Bundesregierung unterstützt Bürger beim Schutz vor Wohnungseinbrüchen

 

Pressemitteilung | 27.11.2015

Der CDU-Bundestagsabgeordnete für Hamburg-Nord, Dirk Fischer, begrüßt den Start des KfW-Programms „Kriminalprävention durch Einbruchssicherung“, welches in den nächsten drei Jahren insgesamt 30 Millionen Euro für den Einbruchsschutz zur Verfügung stellt. Gefördert werden vom Bund eine ganze Reihe sinnvoller Maßnahmen des Eigenschutzes, insbesondere der Einbau einbruchshemmender Fenster und Türen.

„Die Polizei verzeichnete 2014 in Hamburg über 4300 vollendete und über 3180 versuchte Wohnungseinbrüche. Die bundesweite Kriminalstatistik verzeichnete über 150.000 Wohnungseinbrüche, von denen über 40 Prozent im Versuchsstadium abgebrochen wurden. Die Bundesregierung lässt die Bürgerinnen und Bürger beim Kampf gegen Wohnungseinbrüche aber nicht allein. Die CDU/CSU hat sich erfolgreich dafür eingesetzt, dass guter Schutz von Wohnungen und Häusern ab sofort staatlich gefördert wird“, betont Fischer mit Blick auf das neue Förderangebot der KfW.

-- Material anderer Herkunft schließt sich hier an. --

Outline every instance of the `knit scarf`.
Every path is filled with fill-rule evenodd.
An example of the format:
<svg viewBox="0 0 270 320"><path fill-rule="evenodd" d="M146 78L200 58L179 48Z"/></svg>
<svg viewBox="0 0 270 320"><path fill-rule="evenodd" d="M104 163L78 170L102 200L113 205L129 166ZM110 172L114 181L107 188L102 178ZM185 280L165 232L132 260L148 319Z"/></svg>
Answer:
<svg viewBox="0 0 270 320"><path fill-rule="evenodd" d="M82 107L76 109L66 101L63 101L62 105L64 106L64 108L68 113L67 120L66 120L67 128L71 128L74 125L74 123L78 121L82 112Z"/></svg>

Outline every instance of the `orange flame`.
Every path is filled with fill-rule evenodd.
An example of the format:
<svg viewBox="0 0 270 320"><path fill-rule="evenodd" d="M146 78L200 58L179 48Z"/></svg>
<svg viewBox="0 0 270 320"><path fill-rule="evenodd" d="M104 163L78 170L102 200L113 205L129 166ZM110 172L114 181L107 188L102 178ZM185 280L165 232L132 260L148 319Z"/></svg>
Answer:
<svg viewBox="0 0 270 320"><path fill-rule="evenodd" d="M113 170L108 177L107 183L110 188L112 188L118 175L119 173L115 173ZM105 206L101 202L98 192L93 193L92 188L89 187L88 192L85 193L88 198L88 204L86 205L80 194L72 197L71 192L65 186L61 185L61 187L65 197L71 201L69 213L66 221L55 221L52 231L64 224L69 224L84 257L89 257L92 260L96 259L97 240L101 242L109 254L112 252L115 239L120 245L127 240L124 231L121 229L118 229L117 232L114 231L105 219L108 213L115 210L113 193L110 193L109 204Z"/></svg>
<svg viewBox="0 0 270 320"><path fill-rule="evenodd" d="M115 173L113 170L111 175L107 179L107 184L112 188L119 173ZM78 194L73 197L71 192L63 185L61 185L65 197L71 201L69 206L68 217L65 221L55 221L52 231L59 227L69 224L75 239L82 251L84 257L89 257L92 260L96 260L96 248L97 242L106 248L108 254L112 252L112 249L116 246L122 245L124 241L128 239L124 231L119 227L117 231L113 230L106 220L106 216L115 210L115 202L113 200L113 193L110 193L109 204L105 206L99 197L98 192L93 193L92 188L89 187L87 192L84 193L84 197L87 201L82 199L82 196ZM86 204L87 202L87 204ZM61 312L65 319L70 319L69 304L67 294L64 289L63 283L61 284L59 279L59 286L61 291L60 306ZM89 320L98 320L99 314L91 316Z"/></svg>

„Wenn es um den Schutz der Bürgerinnen und Bürger vor Ort geht, sind in allererster Linie die Bundesländer verantwortlich. Der Bund wird dieses Jahr noch einmal massiv die Zahl der Bundespolizisten erhöhen. Dies sollte den Ländern als Vorbild dienen. Als CDU Hamburg fordern wir die zusätzliche Einstellung von 40 Zivilfahndern ohne die örtlichen Kommissariate personell zu schwächen“, stellt Fischer klar.

Hintergrund:

Die Förderung kann jeder beantragen, der in den Einbruchschutz einer bestehenden Wohnimmobilie investiert. Gefördert werden sowohl das Material als auch der fachgerechte Einbau durch Fachunternehmen. Entscheidend ist, dass die Förderung vor Beginn der Umbauarbeiten beantragt wird. Der Zuschuss liegt je nach Investitionskosten zwischen mindestens 200 Euro und maximal 1500 Euro, das entspricht 10 Prozent der Investitionssumme.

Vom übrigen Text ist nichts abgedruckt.